The second line is better as:
int array[sizeof a / sizeof *a];
No need to repeat a dependency on the type of a, the above will define array as an array of int with the same number of elements as the array a. Note that this only works if a is indeed an array.
Also, the third line should probably be:
array = malloc(sizeof a);
No need to get too clever (especially since you got it wrong) about the sizeof argument, and no need to cast malloc()'s return value.

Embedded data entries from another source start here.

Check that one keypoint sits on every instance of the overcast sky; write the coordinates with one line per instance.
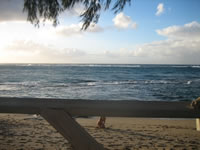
(147, 32)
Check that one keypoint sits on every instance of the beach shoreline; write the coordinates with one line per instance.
(20, 131)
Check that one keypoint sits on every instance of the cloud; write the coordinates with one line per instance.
(122, 21)
(160, 9)
(182, 46)
(75, 30)
(29, 51)
(188, 31)
(12, 10)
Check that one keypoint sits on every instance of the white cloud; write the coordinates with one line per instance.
(160, 9)
(75, 30)
(12, 10)
(181, 46)
(24, 51)
(122, 21)
(190, 30)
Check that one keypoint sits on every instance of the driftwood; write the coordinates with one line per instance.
(58, 113)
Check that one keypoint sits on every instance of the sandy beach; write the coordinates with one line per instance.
(30, 133)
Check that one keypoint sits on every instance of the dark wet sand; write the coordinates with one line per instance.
(30, 133)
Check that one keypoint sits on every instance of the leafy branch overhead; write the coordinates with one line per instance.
(51, 9)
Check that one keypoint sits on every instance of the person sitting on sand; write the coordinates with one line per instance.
(101, 122)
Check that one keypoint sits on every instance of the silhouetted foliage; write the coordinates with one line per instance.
(50, 9)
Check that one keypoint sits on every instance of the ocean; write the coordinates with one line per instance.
(101, 82)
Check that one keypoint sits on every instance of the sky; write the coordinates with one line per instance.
(147, 32)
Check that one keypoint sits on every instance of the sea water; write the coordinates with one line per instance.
(101, 82)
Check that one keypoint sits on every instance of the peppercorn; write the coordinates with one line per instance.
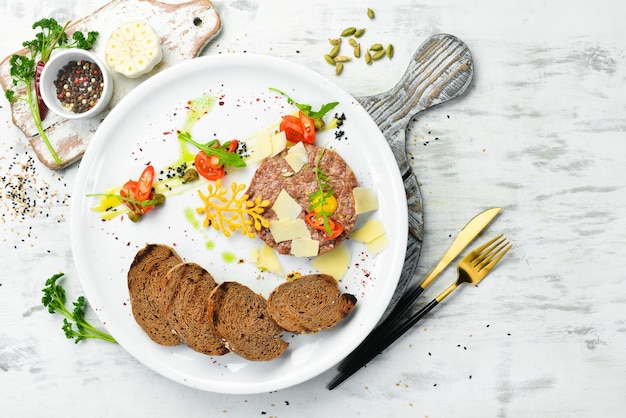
(79, 85)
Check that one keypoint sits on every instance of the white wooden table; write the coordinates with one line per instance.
(540, 133)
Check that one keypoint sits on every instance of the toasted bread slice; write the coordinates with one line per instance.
(309, 304)
(188, 286)
(145, 276)
(239, 316)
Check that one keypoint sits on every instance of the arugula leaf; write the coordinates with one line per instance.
(227, 158)
(306, 108)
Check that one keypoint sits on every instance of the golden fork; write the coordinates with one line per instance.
(471, 269)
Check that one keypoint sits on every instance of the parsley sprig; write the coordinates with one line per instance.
(24, 68)
(54, 300)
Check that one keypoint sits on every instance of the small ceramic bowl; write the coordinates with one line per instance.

I am currently trying to get the length of a dynamically generated array. It is an array of structs:
typedef struct _my_data_
{
unsigned int id;
double latitude;
double longitude;
unsigned int content_len;
char* name_dyn;
char* descr_dyn;
} mydata;
I intialize my array like that:
mydata* arr = (mydata*) malloc(sizeof(mydata));
And then resized it using realloc and started to fill it with data.
I then attempted to get its size using the code described here.
sizeof(arr) / sizeof(arr[0])
This operation returns 0 even though my array contains two elements.
Could someone please tell me what I'm doing wrong?
If you need to know the size of a dynamically-allocated array, you have to keep track of it yourself.
The sizeof(arr) / sizeof(arr[0]) technique only works for arrays whose size is known at compile time, and for C99's variable-length arrays.
sizeof cannot be used to find the amount of memory that you allocated dynamically using malloc. You should store this number separately, along with the pointer to the allocated chunk of memory. Moreover, you must update this number every time you use realloc or free.
mydata* arr = (mydata*) malloc(sizeof(mydata));
is a pointer and not an array. To create an array of two items of mydata, you need to do the following
mydata arr[2];
Secondly, to allocate two elements of mydata using malloc(), you need to do the following:
mydata* arr = (mydata*) malloc(sizeof(mydata) * 2);
OTOH, length for dynamically allocated memory (using malloc()) should be maintained by the programmer (in the variables) - sizeof() won't be able to track it!
You're trying to use a pretty well known trick to find the number of elements in an array. Unfortunately arr in your example is not an array, it's a pointer. So what you're getting in your sizeof division is:
sizeof(pointer) / sizeof(structure)
Which is probably always going to be 0.